Others were more jaded.
"Let Mao be a part of the conference, it's not like the rest of our history is real anyway," wrote another user.
China is planning to hold a large-scale military parade in Beijing next month to commemorate what it calls the Chinese People's War of Resistance Against Japanese Aggression and the World Anti-Fascist War.
A trailer for the film posted on YouTube opens with Mao making an impassioned speech saying, "The task for Communists around the world is to oppose Fascism through struggle".
The poster advertising the movie features the actor playing Mao looking out into the distance, but a website has been set up allowing Internet users to mockingly edit themselves or others in his place.
Edited versions circulating on social media variously had in Mao's place Gollum, the fictional character from The Lord of the Rings, as well as a Minion, the yellow workers from the Despicable Me film franchise.

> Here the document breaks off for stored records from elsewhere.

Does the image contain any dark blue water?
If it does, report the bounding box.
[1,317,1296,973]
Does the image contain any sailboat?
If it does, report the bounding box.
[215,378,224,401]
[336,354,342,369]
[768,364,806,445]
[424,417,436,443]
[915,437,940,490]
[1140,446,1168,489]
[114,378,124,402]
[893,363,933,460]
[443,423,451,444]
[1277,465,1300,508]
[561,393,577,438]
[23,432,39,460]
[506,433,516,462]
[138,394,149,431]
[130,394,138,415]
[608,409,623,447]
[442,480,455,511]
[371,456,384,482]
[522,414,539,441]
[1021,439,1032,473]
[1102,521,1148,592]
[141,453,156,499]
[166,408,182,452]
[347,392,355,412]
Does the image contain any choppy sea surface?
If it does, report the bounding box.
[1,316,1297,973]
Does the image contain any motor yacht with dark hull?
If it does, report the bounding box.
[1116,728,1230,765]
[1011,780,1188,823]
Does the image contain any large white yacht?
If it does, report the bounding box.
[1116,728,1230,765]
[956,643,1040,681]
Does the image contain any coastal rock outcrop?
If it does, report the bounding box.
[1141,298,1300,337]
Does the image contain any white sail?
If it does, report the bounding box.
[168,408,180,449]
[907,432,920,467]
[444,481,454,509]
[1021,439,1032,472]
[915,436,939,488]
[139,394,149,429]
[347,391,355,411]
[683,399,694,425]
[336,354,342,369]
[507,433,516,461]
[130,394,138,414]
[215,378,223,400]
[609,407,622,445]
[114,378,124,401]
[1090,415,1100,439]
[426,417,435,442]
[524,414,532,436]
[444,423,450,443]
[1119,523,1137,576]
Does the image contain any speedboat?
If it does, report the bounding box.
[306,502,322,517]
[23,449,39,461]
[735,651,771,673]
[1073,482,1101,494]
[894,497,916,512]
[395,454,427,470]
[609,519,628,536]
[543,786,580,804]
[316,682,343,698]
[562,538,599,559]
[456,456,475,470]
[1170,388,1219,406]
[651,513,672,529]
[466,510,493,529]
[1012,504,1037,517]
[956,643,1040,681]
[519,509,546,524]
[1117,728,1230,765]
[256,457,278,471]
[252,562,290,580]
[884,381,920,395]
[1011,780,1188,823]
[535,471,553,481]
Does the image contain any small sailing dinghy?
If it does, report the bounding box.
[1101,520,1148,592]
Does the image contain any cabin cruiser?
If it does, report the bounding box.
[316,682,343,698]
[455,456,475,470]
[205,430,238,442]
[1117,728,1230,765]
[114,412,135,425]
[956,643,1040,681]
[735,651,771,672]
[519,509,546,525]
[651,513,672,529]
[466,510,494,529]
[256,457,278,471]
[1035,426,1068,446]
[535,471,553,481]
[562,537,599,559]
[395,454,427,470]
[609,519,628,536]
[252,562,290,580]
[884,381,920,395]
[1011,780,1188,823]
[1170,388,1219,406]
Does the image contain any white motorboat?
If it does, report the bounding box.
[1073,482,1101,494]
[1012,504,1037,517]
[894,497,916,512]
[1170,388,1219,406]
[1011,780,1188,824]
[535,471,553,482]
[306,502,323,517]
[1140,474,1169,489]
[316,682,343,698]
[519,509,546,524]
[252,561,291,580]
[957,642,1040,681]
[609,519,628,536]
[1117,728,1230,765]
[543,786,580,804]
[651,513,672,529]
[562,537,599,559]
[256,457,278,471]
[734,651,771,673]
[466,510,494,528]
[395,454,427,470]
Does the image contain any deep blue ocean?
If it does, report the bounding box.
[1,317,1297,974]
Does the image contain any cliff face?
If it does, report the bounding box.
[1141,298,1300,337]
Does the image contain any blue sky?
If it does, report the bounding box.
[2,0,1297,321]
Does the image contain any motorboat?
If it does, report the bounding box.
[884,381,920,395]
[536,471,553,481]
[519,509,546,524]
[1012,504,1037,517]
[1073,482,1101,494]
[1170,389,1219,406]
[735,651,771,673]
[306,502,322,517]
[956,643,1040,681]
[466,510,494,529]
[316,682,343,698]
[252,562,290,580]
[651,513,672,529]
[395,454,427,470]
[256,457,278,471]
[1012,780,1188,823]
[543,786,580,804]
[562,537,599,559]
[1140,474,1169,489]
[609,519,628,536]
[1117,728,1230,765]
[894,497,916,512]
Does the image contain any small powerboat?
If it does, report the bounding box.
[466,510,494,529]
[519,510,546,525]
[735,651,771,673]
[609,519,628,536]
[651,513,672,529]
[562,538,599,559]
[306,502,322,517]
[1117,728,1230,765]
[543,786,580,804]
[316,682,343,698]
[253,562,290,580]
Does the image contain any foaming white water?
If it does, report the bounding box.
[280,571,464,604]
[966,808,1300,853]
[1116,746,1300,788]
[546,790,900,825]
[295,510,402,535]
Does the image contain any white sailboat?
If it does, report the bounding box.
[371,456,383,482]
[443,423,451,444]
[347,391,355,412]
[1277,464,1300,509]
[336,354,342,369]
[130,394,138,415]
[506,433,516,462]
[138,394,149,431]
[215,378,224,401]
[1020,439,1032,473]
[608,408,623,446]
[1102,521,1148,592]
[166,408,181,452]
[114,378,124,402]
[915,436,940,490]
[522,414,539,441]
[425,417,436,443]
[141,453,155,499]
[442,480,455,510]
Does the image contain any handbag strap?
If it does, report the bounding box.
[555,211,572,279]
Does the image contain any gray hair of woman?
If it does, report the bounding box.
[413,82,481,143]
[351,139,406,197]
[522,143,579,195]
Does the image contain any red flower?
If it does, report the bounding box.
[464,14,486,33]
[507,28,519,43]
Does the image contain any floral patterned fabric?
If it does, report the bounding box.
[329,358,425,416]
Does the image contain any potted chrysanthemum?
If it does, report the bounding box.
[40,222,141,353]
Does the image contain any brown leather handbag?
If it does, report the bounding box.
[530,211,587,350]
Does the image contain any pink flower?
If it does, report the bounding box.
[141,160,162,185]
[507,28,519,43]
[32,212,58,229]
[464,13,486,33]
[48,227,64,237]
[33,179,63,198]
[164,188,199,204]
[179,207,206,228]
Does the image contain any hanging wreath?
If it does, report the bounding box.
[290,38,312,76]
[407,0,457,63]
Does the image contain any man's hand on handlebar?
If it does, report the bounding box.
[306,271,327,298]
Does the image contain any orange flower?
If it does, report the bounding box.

One even has current Chinese President Xi Jinping, who was born in 1953, in Mao's place.
"By featuring Mao, who was not present at the meeting, but excluding Chiang, the poster shows no respect for history nor to Mao," culture critic Sima Pingbang was quoted as saying by the Global Times tabloid.
An editorial in the Chinese-language edition on Monday of the newspaper, which has close ties to the Communist Party, called the use of Mao to promote the film "inappropriate".